NTSB gets first look at salvaged Makani Kai airplane

NTSB gets first look at salvaged Makani Kai airplane
Images provided to Hawaii News Now
Images provided to Hawaii News Now

HONOLULU (HawaiiNewsNow) - The president of Sea Engineering, the company that recovered the Makani Kai airplane that crashed off Molokai, said the aircraft was in pieces on the ocean floor.

"The wings were separate. The fuselage was separate. The engine was separate from rolling on the rocks in the swell," Patrick Ross said.

The Cessna Grand Caravan sat aboard the salvage vessel Kahana at Pier 29 Thursday morning. Ross said sections of the plane were scattered across a 100-foot-long debris field. It took his crew about ten hours to float all the pieces to the surface.

Pilot Clyde Kawasaki said the plane's power failed suddenly, shortly after take off from Kalaupapa on Molokai last Wednesday. The hope is the engine holds the answer to what went wrong.

"It's actually in much better shape than I thought it would be. The propeller, I really anticipated that it would have fallen off. We're fortunate in the regard that many of the components are still attached," NTSB Air Safety Investigator Jim Struhsaker said.

"I'm really glad we have the engine because it's an important piece of the puzzle," Makani Kai owner Richard Schuman said.

He said the appearance of the salvaged aircraft is misleading. The plane was intact when it hit the ocean and sank.  But it was under water for nearly a week. Ross said Saturday's large northwest ocean swell took it apart.

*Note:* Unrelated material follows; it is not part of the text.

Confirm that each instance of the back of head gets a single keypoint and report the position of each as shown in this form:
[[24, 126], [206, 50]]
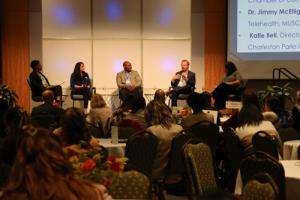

"The damage was done by the ocean, not by the impact, not by the crash," he said.

"A layman person if he looked at that right now, if he didn't know it was an airplane, he wouldn't know it was an airplane. It doesn't resemble anything near an airplane," Schuman said.

The engine was cleared of saltwater and doused in a preservative. It will be sent to the manufacturer for the NTSB and others to analyze.

"We'll do our best to get a look inside but we will not disassemble it here," Struhsaker said.

Nine people were aboard the plane and made it out safely. State Health Director Loretta Fuddy died in the aftermath. Sea Engineering searched the ocean floor for personal effects but only found some tools and a tool belt.